The thing is, if your audience sees things a different way,

They are not going to laugh. 
Two days ago, we took off for the country.  I left stuff for you to read, though I may also write while I'm away, I'm not sure.  Our cabin apparently had mice, and they may have eaten the wifi.  If you can eat wifi.  But I might just be lazy, and recharge.

If you need me, I'll be on Chickadee Trail.  Don't tell the Mormons. They once knocked on our door, and I let them in.  It was crazy. They could have been serial killers dressed as Mormons.  When I told them we were Jewish, the Mormons went away.  Though they could have been serial killers who like Jews.

I'll see you when I get back.  Have an enjoyable two weeks.

And keep reading.



JED said...

I hope you are enjoying your stay in the country. If the wifi hasn't been eaten by the mice, you can go to the link following this sentence to read the short story "A Change of Plans" by Bruce Jay Friedman.

That's why you couldn't find much information about it. The name was changed for the film. I did enjoy the 1972 film but it was an uncomfortable enjoyment. Kind of like my uncomfortable laugh when Dick Van Dyke trips over the ottoman.

JED said...

It looks like I renamed the story, too. I assumed Mr. Friedman had more than one plan to change.

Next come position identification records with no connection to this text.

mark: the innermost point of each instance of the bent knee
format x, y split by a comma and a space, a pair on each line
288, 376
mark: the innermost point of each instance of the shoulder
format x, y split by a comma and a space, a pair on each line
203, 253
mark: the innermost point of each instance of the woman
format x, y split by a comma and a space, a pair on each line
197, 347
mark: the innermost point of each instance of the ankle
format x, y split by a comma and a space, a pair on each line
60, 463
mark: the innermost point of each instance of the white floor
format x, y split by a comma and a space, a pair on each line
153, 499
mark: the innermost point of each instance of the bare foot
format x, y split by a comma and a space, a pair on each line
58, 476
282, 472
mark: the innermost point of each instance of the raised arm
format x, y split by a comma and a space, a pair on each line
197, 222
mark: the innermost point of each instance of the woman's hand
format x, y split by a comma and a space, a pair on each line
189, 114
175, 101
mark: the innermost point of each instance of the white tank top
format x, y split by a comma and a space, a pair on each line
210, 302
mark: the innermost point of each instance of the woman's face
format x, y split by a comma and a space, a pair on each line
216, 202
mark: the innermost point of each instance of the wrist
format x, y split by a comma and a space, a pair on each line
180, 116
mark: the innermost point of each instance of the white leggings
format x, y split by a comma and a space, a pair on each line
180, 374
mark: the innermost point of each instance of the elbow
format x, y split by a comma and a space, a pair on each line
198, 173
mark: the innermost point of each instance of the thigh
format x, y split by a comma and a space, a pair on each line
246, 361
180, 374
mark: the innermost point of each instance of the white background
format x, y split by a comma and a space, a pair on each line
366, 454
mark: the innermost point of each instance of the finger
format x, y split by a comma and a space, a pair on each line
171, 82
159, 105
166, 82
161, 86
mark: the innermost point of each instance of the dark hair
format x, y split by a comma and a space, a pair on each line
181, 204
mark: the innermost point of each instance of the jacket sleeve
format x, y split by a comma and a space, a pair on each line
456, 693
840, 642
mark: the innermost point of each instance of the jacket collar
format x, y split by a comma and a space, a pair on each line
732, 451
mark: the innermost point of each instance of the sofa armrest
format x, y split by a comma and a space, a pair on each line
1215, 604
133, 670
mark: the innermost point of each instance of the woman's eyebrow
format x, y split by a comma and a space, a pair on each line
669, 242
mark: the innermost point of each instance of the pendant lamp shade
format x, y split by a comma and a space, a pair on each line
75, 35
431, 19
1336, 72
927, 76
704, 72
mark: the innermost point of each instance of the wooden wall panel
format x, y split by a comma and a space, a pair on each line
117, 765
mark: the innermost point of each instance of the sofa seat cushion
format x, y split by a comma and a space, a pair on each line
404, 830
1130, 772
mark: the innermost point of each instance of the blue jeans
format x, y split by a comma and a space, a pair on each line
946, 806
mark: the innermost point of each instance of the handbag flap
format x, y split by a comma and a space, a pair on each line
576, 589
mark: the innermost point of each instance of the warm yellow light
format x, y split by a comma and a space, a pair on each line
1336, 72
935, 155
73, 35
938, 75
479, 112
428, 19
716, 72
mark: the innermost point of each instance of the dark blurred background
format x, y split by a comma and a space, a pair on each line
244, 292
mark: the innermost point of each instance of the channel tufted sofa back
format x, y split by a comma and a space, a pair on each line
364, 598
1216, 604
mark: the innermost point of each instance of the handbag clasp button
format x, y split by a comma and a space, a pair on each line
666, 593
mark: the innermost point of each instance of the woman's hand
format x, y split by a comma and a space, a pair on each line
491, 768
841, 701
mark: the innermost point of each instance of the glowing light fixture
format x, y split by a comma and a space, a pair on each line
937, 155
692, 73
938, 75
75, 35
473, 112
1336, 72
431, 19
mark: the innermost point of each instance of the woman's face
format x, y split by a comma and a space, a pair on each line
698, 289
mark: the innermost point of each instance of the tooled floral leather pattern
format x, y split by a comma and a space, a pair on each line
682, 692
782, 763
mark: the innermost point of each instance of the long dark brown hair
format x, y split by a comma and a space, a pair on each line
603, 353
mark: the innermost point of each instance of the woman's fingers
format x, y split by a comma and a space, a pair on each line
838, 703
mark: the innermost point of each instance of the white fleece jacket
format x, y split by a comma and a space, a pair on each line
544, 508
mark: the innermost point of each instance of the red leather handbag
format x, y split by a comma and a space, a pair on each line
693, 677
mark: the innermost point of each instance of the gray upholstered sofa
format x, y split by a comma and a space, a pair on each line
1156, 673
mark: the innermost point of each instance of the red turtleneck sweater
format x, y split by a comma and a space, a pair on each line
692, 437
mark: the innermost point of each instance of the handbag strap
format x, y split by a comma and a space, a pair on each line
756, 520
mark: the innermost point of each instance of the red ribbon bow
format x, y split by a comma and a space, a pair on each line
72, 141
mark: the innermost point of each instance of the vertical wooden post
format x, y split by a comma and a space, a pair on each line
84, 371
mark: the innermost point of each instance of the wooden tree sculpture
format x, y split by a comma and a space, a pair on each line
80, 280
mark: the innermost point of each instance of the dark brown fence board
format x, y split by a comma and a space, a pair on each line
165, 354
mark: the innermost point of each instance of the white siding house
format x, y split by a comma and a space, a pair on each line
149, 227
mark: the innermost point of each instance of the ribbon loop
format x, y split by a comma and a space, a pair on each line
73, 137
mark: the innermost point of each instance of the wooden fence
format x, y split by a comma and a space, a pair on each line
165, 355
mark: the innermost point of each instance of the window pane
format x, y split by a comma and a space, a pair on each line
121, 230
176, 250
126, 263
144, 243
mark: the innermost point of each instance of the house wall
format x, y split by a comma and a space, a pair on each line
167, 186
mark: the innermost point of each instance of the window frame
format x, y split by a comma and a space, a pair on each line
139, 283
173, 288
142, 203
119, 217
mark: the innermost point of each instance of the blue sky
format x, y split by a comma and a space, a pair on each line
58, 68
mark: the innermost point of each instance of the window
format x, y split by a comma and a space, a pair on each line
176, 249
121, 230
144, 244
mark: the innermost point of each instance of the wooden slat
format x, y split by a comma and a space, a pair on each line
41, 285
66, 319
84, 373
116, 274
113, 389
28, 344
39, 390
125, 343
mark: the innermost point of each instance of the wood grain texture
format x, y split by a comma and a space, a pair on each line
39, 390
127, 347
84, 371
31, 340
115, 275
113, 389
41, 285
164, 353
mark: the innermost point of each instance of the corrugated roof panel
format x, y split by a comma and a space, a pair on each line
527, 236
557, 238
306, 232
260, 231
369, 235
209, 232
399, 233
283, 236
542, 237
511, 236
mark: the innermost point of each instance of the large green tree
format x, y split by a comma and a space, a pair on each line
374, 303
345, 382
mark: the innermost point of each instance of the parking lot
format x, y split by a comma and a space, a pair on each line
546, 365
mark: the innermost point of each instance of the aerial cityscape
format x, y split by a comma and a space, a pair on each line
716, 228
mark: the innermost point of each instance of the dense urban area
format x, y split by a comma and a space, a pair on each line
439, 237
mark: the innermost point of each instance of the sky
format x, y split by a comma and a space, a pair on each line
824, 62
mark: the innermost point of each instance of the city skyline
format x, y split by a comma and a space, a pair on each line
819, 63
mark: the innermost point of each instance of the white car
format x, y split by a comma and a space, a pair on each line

I was wrong.

Oliver Wendell Douglas said...

Story, as JED pointed out, is A Change of Plan, and was 1st published by Esquire, Jan. 1966. I came across this information on his son's blog:

Then I came across a podcast of Bruce actually reading (and chatting about) his story:

Interesting and entertaining. Interestingly (sort of), his son, Drew, claims no familial association with Bruce anywhere on his blog, at least not that I noticed.

You need to carry a cell phone w/a camera so you can document such important observations as the mini-skirted photographer and share with us.

Enjoy your vacation!

Frank said...

I'm going to use that I'm Jewish line the next time I run into Mormons. Cheers and happy holidays!

Jim said...

How I love Friedman!

My first exposure to him was the performance of his play "Steambath" on PBS in 1973 with Jose Perez, Bill Bixby and Valerie Perrine. But then I came across what I've always considered his masterpiece, "The Lonely Guy's Book of Life". I don't think I've ever read anything funnier.